Fadhil yang baru berusia 10 tahun itu memegang poster bertuliskan “Free Palestine”. Ia mengaku senang meskipun mesti berpanas-panasan. “Senang walaupun kepanasan,” kata anak Yayan.

Sementara itu, salah satu peserta aksi asal Banten lainnya, Widodo juga mengatakan hal yang sama. Menurut Widodo, keputusannya membawa kedua anaknya agar bisa merasakan empati atas apa yang menimpa warga Palestina.

“Diajak agar mereka bisa berempati merasakan saudara muslim di Palestina sana. Setidaknya mereka bisa tahu bagaimana sejarah Palestina dan keadaan saat ini,” kata Widodo.
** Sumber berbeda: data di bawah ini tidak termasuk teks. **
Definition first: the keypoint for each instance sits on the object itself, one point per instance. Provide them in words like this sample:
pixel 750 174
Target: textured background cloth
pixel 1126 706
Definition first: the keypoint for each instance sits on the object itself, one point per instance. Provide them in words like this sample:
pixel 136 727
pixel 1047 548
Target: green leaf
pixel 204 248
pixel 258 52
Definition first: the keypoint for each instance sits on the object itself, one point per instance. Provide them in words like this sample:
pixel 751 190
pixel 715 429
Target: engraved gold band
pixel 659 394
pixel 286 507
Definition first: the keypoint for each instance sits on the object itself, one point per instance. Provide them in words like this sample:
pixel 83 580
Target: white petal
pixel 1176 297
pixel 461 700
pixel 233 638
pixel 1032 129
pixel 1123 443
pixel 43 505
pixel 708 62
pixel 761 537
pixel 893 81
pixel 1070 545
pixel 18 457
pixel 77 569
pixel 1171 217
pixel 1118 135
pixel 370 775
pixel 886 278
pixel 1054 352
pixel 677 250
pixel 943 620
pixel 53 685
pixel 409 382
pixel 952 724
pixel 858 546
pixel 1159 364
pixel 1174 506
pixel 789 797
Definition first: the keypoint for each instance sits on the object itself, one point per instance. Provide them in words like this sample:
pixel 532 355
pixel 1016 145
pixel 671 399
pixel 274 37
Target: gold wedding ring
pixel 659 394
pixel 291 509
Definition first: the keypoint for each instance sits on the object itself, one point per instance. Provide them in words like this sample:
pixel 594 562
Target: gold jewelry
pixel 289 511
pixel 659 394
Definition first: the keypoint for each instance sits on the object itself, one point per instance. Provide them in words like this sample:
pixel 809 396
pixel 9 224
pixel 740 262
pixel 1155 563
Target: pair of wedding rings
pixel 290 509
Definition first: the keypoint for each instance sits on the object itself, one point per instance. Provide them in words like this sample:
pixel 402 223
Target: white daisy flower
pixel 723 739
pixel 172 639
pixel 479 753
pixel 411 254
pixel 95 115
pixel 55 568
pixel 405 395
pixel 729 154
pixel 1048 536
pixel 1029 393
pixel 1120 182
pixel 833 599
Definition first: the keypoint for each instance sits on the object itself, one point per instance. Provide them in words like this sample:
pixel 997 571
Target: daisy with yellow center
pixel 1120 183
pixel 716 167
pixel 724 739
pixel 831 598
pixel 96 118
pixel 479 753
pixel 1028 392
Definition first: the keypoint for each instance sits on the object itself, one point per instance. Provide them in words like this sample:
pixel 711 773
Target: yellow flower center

Seperti diketahui, aksi kebrutalan militer Israel terhadap warga Palestina masih terjadi hingga kini. Pemerintah Indonesia melalui Kementerian Agama menyatakan bahwa Indonesia sebagai negara dengan penduduk Muslim terbesar di dunia, tak akan berubah posisi dan tetap berkomitmen mendukung perjuangan rakyat Palestina agar dapat merdeka dari cengkeraman zionis Israel.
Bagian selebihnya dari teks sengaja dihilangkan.